Now there’s evidence that the plant also increases air pollution.

A paper published last week in the Proceedings of the National Academy of Sciences reported a link between kudzu and the production of ozone, the colorless and odorless gas that is the main component of smog. Ozone can damage lung tissue, increasing inflammation and the risk of asthma attacks.

Some crops and plants are known to contribute to ozone. But this study is the first to establish a connection between an invasive plant and poor air quality, said lead researcher Jonathan Hickman, a fellow at the Earth Institute at Columbia University.

“Tying the two together is an important aspect of this research,” said University of California Davis plant sciences professor Arnold Bloom, who was not involved in the work. The findings suggest yet another way to assess the effects of invasive species.

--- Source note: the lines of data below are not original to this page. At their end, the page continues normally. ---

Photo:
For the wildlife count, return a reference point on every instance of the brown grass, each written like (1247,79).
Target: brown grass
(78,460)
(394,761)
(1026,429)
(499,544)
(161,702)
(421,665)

Kudzu was planted widely in the Southeast in the early 20th century to help control erosion. But it grew almost too well, not just controlling soil erosion, but taking over abandoned farmland and climbing over stands of native plants, including trees.

A legume, it captures nitrogen from the air and transfers it into surrounding soil.

Normally this is a good thing, Bloom said. Plants need nitrogen to grow. Until nitrogen from the air is broken down into an easier-to-digest form by “nitrogen-fixing” plants and bacteria that work with them, other plants can’t access it.

“But there’s a downside,” Bloom said. The nitrogen-rich soil around kudzu can also emit gases that react with chemicals known as volatile organic compounds, creating ozone.

To measure kudzu’s effect on ozone emissions, Hickman and his colleagues identified three locations in Madison County, Ga., where they could study paired plots, or sites where patches of soil covered by kudzu sat next to nearly identical patches of soil without the plant.

They found that the presence of kudzu more than doubled the concentration of nitric oxide coming from the soil.

Plugging their data into a computer scenario in which kudzu covered all nonagricultural, nonurban soils in the region by 2050, they then calculated that, in some areas – specifically parts of Mississippi, Arkansas and Tennessee – the number of “high-ozone events” would increase by as many as seven days per year, up more than 35 percent compared with another hypothetical scenario without kudzu.

A high-ozone event was defined as occurring when ozone levels reach 70 parts per billion. The Environmental Protection Agency air-quality standard for ozone is 75 parts per billion. The agency has proposed changing the standard to 60-70 parts per billion.

Aside from altering the visual landscape, invasive species can crowd out native plants, upending long-established, but fragile, ecosystems.

In the Southeast, kudzu is “a poster child for invasive species,” Hickman said. Only a few other plants can coexist with it because it grows so dense in summer months that it allows less light through to the ground than a mature forest does.

In addition to facilitating the release of nitrogen oxides from soils into the air, kudzu emits isoprene, a volatile organic compound. “Kudzu is kind of like nature’s tailpipe – a tiny ozone machine,” Hickman said.